The most obvious answer would be to use the previous release for all the branches but feature/jessie, which would use the previously built ISO of the same branch.

But in some occasions, an ISO can't be tested this way, because it contains changes that affects the "set up an old Tails", like changes in the Persistence Assistant, the Greeter, the Tails Installer or in syslinux.

So we may need a way to encode in the Git repo that a given branch needs to use the same value than $ISO rather than the last release as $OLD_ISO. We could use the same kind of trick than for the APT_overlay feature: having a file in config/ci.d/ that if present shows that this is the case. OTOH, we may need something a bit more complex than a simple boolean flag.
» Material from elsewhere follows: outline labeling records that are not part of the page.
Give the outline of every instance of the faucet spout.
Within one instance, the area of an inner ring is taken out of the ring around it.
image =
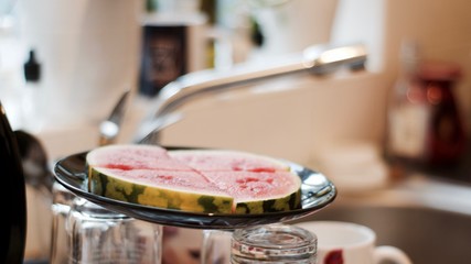
[[[308,47],[301,54],[292,54],[280,61],[270,62],[270,66],[237,65],[228,72],[214,69],[183,75],[164,86],[151,110],[151,116],[137,134],[138,143],[157,143],[159,132],[180,119],[173,111],[195,98],[247,87],[263,80],[296,74],[323,76],[341,67],[363,69],[366,62],[366,48],[363,45],[340,47]]]

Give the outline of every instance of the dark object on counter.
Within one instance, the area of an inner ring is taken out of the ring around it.
[[[13,133],[17,136],[25,182],[33,187],[42,186],[51,191],[54,177],[47,165],[47,154],[42,143],[25,131],[17,130]]]
[[[23,65],[24,79],[26,81],[39,81],[41,77],[41,65],[38,63],[34,50],[30,51],[28,62]]]
[[[453,89],[461,68],[421,62],[398,81],[388,110],[388,155],[406,167],[451,168],[465,152],[467,132]]]
[[[139,78],[141,95],[154,97],[160,89],[188,72],[188,26],[147,24]]]
[[[427,162],[432,166],[456,165],[467,145],[463,120],[453,94],[461,69],[450,63],[427,63],[420,67],[418,76],[430,105]]]
[[[26,195],[17,139],[0,102],[0,172],[3,224],[0,228],[0,263],[23,262],[26,241]]]

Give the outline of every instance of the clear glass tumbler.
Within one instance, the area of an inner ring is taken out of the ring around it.
[[[68,213],[68,263],[159,264],[162,227],[78,198]]]
[[[317,237],[289,224],[237,229],[232,237],[232,264],[315,264]]]

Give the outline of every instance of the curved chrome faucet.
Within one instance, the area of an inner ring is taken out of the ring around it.
[[[302,54],[289,55],[279,62],[274,62],[269,67],[255,66],[254,68],[254,65],[240,64],[225,73],[211,69],[181,76],[160,90],[156,98],[156,108],[139,128],[137,142],[157,143],[159,132],[170,123],[180,120],[173,111],[194,98],[244,88],[254,82],[287,75],[320,76],[340,67],[363,69],[365,62],[366,48],[363,45],[328,48],[312,46]]]

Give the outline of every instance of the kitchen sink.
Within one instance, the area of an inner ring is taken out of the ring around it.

So we may rather want to check the content of a file.

But this brings concerns about the merge of the base branch in the feature branch and how to handle conflicts. Note that at testing time, we'll have to merge the base branch before we look at that config setting (because for some reason the base branch might itself require old ISO = same).

Another option that could be considered, using existing code in the repo: use the OLD_TAILS_ISO flag present in config/default.yml: when we release we set its value to the released ISO, and for some branch that need it we empty this variable so that the test use the same ISO for both --old-iso and --iso.

In the end, we will by default use the same ISO for both --old-iso and --iso, except for the branches used to prepare releases (devel and stable), so that we know if the upgrades are broken long before the next release.

Retrieving the ISOs for the test

We'll need a way to retrieve the different ISO needed for the test.

For the ISO related to the upstream build job, this shouln't be a problem with #9597. We can get it with either wget, or a python script using python-jenkins. That was the point of this ticket.

For the last release ISO, we have several means:

  • Using wget to get them from This website is password protected, but we could set up another private vhost for the isotesters.
  • Using the git-annex repo directly.

We'll use the first one, as it's easier to implement.